Azenta (NASDAQ: AZTA) saw its stock price plummet by 11.05% in pre-market trading on Tuesday following the release of its third-quarter fiscal 2025 results. The biotech company's performance fell short of market expectations, despite some positive indicators.
Azenta reported flat year-over-year revenue of $144 million for the quarter ended June 30, 2025, missing analysts' expectations of $149.40 million. The company's Sample Management segment experienced a 4% decline in revenue, offsetting the 4% growth in its Multiomics segment.
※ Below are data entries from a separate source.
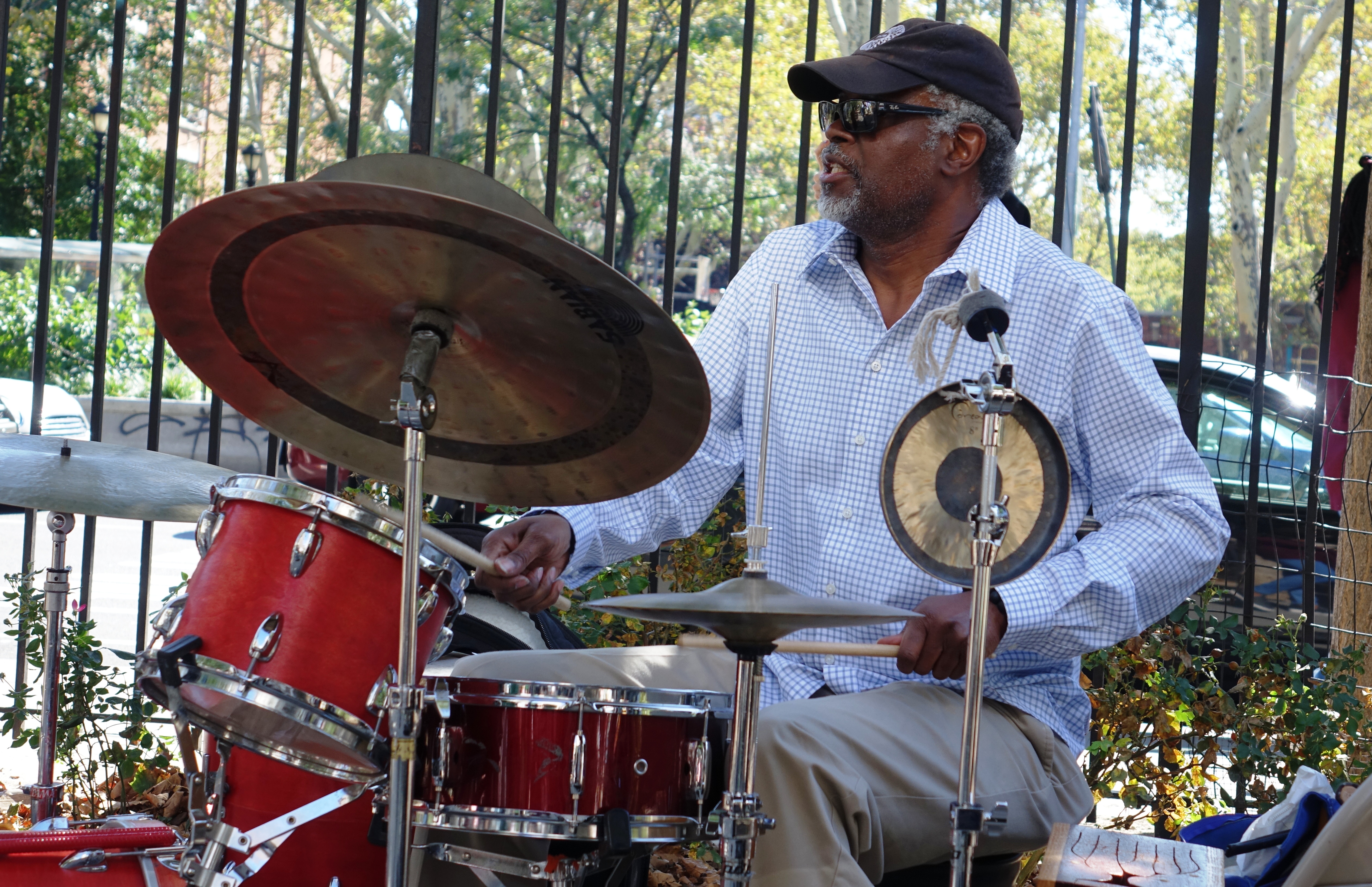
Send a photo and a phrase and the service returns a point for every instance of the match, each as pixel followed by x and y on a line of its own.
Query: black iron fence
pixel 1261 437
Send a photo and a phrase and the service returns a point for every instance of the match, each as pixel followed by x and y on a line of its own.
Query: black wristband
pixel 571 548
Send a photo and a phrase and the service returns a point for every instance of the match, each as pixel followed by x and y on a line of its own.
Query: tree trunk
pixel 1353 602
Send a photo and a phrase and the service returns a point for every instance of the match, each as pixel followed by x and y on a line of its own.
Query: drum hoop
pixel 558 826
pixel 345 515
pixel 555 697
pixel 305 709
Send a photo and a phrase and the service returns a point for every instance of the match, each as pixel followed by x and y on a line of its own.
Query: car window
pixel 1223 441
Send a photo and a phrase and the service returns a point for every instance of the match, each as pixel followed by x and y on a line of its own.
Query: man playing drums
pixel 858 758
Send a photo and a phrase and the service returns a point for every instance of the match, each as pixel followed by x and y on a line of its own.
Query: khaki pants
pixel 858 783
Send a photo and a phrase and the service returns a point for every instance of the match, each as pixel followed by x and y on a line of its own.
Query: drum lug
pixel 264 642
pixel 441 699
pixel 382 691
pixel 307 547
pixel 169 617
pixel 206 529
pixel 445 638
pixel 429 601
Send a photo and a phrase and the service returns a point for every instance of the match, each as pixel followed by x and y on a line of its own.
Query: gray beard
pixel 876 213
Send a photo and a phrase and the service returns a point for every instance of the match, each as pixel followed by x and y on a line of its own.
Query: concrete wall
pixel 186 432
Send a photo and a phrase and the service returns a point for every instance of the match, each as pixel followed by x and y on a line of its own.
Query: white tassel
pixel 923 358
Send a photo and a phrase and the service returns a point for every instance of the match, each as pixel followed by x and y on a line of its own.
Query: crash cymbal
pixel 564 382
pixel 750 610
pixel 426 172
pixel 931 478
pixel 103 480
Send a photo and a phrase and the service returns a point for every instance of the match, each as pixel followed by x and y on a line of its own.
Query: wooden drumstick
pixel 714 642
pixel 444 542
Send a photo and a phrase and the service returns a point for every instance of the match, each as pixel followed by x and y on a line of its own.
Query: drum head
pixel 931 478
pixel 271 719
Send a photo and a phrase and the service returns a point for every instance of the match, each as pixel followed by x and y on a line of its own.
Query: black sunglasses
pixel 861 114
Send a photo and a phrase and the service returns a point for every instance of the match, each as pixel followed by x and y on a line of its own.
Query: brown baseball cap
pixel 919 53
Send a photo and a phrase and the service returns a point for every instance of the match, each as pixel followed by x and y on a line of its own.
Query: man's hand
pixel 529 555
pixel 938 643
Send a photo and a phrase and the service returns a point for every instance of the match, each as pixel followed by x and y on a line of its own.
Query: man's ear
pixel 965 148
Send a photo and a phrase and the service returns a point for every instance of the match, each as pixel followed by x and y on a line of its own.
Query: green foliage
pixel 103 724
pixel 692 320
pixel 1167 701
pixel 691 565
pixel 72 330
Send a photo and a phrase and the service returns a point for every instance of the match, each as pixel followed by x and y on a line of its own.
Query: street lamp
pixel 253 161
pixel 101 123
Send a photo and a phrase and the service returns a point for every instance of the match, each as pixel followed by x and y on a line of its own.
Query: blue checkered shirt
pixel 843 382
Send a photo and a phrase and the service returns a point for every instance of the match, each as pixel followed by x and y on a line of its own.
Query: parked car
pixel 62 414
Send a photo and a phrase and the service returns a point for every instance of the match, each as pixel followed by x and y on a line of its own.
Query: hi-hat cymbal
pixel 751 610
pixel 564 382
pixel 426 172
pixel 931 480
pixel 103 480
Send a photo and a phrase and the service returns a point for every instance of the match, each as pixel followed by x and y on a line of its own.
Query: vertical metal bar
pixel 1312 506
pixel 1270 207
pixel 426 77
pixel 231 183
pixel 806 110
pixel 5 57
pixel 169 171
pixel 1060 183
pixel 293 110
pixel 1131 95
pixel 105 282
pixel 746 84
pixel 555 112
pixel 1198 215
pixel 493 87
pixel 617 120
pixel 674 169
pixel 354 108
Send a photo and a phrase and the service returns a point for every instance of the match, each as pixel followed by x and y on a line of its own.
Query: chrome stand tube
pixel 743 822
pixel 55 587
pixel 405 703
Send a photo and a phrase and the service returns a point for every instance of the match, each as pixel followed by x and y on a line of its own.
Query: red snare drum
pixel 35 857
pixel 297 607
pixel 547 760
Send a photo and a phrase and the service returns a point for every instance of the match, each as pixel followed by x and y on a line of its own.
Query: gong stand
pixel 416 410
pixel 994 396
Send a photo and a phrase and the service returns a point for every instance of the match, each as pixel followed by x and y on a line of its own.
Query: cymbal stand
pixel 415 411
pixel 47 793
pixel 741 822
pixel 986 320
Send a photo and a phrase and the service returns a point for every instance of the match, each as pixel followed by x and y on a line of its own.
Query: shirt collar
pixel 991 245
Despite the revenue shortfall, Azenta's adjusted earnings per share (EPS) rose to $0.19, surpassing the consensus estimate of $0.13 and showing improvement from $0.14 in the same quarter last year.
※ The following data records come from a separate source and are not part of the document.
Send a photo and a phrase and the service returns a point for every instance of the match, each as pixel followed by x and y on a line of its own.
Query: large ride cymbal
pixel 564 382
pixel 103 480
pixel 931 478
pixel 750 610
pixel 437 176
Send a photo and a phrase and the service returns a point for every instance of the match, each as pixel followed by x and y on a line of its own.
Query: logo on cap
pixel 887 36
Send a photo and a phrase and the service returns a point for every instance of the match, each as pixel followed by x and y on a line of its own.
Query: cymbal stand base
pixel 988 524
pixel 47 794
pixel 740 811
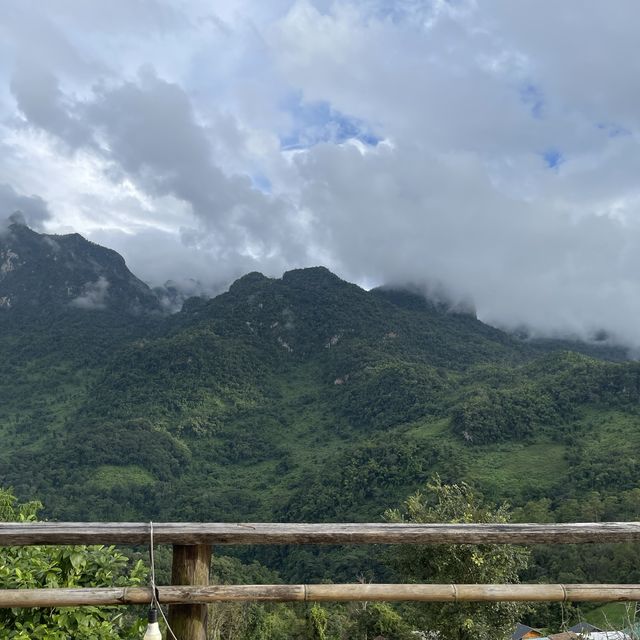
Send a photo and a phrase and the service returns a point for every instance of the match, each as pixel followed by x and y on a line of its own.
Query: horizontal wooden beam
pixel 323 593
pixel 30 533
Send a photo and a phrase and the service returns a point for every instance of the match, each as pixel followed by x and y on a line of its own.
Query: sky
pixel 490 148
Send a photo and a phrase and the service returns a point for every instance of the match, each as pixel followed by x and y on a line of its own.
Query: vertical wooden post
pixel 190 565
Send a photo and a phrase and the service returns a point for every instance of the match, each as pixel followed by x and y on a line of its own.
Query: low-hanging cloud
pixel 17 207
pixel 496 163
pixel 94 295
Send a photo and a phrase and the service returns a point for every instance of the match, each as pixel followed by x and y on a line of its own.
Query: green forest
pixel 306 398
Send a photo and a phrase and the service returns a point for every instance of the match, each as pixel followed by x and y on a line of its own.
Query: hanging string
pixel 154 589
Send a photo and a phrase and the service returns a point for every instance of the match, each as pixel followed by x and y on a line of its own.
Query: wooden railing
pixel 190 591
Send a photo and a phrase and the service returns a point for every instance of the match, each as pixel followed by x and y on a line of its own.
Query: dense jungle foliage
pixel 301 398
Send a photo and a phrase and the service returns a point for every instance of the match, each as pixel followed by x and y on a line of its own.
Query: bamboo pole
pixel 30 533
pixel 201 595
pixel 190 566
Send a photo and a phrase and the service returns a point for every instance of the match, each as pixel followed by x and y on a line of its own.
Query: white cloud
pixel 508 167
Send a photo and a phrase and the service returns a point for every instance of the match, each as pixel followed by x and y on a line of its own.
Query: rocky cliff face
pixel 66 271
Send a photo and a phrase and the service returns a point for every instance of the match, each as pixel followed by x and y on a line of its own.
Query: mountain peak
pixel 57 271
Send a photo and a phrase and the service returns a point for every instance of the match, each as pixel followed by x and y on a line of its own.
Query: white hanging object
pixel 153 629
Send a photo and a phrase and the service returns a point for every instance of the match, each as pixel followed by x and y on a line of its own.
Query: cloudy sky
pixel 491 146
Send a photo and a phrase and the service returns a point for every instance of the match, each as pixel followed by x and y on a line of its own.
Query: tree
pixel 459 563
pixel 74 566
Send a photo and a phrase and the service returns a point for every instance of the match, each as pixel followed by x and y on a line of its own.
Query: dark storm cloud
pixel 30 210
pixel 503 162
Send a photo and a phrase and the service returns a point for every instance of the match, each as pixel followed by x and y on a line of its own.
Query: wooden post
pixel 190 566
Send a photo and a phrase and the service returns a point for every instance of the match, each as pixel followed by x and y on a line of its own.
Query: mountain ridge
pixel 303 397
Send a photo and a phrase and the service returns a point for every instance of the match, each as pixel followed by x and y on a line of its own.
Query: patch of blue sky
pixel 261 182
pixel 613 130
pixel 553 158
pixel 533 98
pixel 317 122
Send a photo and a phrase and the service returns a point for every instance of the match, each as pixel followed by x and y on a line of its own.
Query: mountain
pixel 301 398
pixel 55 271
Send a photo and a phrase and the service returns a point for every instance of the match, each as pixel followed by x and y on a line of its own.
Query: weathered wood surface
pixel 200 595
pixel 190 566
pixel 285 533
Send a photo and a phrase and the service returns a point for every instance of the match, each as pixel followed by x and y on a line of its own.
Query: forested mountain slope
pixel 300 398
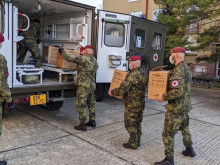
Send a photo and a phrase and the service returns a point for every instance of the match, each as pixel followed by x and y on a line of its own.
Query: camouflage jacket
pixel 178 95
pixel 35 32
pixel 133 88
pixel 5 94
pixel 86 69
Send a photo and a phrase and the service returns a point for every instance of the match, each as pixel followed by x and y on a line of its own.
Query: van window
pixel 139 38
pixel 114 34
pixel 157 41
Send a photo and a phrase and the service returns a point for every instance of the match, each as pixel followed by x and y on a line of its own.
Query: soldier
pixel 133 90
pixel 178 107
pixel 32 38
pixel 5 95
pixel 86 85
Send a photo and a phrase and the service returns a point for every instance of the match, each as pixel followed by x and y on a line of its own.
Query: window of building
pixel 114 34
pixel 157 41
pixel 136 13
pixel 133 0
pixel 156 12
pixel 139 38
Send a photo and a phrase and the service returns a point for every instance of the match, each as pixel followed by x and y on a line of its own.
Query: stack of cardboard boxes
pixel 52 56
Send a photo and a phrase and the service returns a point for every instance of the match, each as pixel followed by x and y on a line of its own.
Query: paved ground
pixel 33 135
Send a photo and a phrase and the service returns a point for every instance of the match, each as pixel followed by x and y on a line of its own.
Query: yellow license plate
pixel 38 99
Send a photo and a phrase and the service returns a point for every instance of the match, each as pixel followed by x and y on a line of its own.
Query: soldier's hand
pixel 160 97
pixel 60 49
pixel 109 93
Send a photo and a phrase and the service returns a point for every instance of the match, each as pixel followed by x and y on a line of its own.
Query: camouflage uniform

While Azenta demonstrated some positive metrics, including an expansion of its adjusted EBITDA margin to 12.3% (up 260 basis points year-over-year) and a gross margin improvement to 47.1%, investors seemed focused on the revenue miss and the reported operating loss of $700,000. The company's reiteration of its full-year fiscal 2025 guidance, projecting organic revenue growth of 3% to 5%, failed to alleviate market concerns. The significant stock drop reflects investor disappointment with Azenta's top-line performance and suggests worries about the company's growth trajectory in a challenging market environment.